Na última quarta-feira, 10 de outubro, os médicos Vasconcellos Macedo e Leandro Echenique (cardiologista) examinaram o presidenciável, no Rio de Janeiro, e informaram à imprensa que Bolsonaro terá alta para atividades públicas de campanha a partir do dia 18. “Com certeza ele terá condições na semana que vem”, afirmou Macedo.

“Só com essa segunda cirurgia que eu fiz, ele perdeu muita massa muscular, porque é um homem magro. Vamos fazer, agora, uma intensa recuperação nutricional proteica. É preciso repor isso antes de qualquer situação de estresse.”

“Ele ainda tem anemia, que está em recuperação. Ele está evoluindo bem, porém não é o momento ainda de uma liberação completa. Não pode fazer viagens, não pode fazer uma atividade física mais prolongada”, afirmou Echenique.
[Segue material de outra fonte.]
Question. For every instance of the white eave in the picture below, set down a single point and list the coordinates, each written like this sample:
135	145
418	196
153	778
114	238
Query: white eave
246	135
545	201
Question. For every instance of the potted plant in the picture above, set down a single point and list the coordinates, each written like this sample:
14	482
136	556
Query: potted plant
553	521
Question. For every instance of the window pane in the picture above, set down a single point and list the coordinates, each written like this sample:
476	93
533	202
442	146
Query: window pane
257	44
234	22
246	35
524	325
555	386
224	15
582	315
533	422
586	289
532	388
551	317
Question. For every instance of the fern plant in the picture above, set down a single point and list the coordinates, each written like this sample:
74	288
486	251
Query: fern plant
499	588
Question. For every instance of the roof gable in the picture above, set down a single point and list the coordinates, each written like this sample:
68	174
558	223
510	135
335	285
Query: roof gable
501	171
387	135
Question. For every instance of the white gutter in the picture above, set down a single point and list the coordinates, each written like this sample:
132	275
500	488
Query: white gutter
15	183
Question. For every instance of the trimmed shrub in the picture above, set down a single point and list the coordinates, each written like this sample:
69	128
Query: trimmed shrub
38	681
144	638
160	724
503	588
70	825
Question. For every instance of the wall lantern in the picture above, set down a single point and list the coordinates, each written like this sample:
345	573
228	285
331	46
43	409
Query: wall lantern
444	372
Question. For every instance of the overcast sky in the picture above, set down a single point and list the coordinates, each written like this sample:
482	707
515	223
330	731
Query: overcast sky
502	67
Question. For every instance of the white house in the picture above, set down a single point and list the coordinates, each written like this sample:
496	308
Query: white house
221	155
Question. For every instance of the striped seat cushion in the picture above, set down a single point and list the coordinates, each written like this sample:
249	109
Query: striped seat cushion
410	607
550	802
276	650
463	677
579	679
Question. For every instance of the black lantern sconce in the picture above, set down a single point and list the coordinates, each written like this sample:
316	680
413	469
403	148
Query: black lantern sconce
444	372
“Ele tem o desejo de participar [de campanhas], mas realmente, neste momento, perante a avaliação que fizemos aqui, consideramos que não é o momento ideal de voltar com as atividades que ele tinha normalmente. Lembrando que faz pouco mais de um mês só, 34 dias, que ele sofreu a facada”, declarou o cardiologista.

Que nove entre dez médicos têm certeza de que são deuses todos sabem, mas afirmar que em uma semana Bolsonaro estará recuperado é excesso de presunção. Quiçá não seja um discurso afinado, pois, coincidência ou não, a cúpula da campanha do candidato do PSL já havia decidido, dias antes do tal exame médico realizado na capital fluminense, que Bolsonaro participaria apenas dos dois últimos debates.

Após o veto dos médicos à sua participação em atividades de campanha e nos debates, Bolsonaro deu um desconcertante drible nos profissionais da Medicina que diante dos jornalistas se desdobraram em explicações para justificar o que horas depois tornou-se injustificável.

Na quinta-feira (11), como noticiado, Bolsonaro participou de evento na Barra da Tijuca (RJ) com deputados federais e estaduais eleitos pelo PSL e por legendas coligadas. Durante o encontro, o presidenciável não demonstrou cansaço nem qualquer tipo de incômodo com a bolsa de colostomia, como alegam seus seguidores nas redes sociais. Aliás, há um sem fim de brasileiros que usam bolsa de colostomia e levam vida normal. Mas Bolsonaro é o herói do momento.

“Miserável país aquele que precisa de heróis”. (Bertolt Brecht)

No mesmo evento, Jair Bolsonaro, com o tom debochado que lhe é peculiar, declarou que poderá não participar dos dois últimos debates, mesmo que liberado pelos médicos. Alegou tratar-se de estratégia política. O que o candidato considera estratégia, em regimes democráticos esse comportamento é rotulado como covardia.

Bolsonaro está no supedâneo por conta dos quase 50 milhões de votos conquistados no primeiro turno, mas não pode ignorar os mais de 110 milhões de eleitores restantes que não lhe confiaram votos, nem os 208 milhões de brasileiros. Por isso tem o dever moral de participar dos debates, mas sua covardia não permite. E não se pode esquecer que aquele que chega ao pináculo na esteira da soberba não demora a cair.

Quanto aos tais médicos, que como sempre se lambuzam na viscosa e turva calda da vaidade, aceitaram passivamente o “passa-moleque” do candidato. Renderam-se à pequenez ao optar por um silêncio obsequioso e vexatório, como se as proezas profissionais que exalam mundo afora fossem poucochinhos, meras fancarias.

(*) Ucho Haddad é jornalista político e investigativo, analista e comentarista político, escritor, poeta, palestrante e fotógrafo por devoção.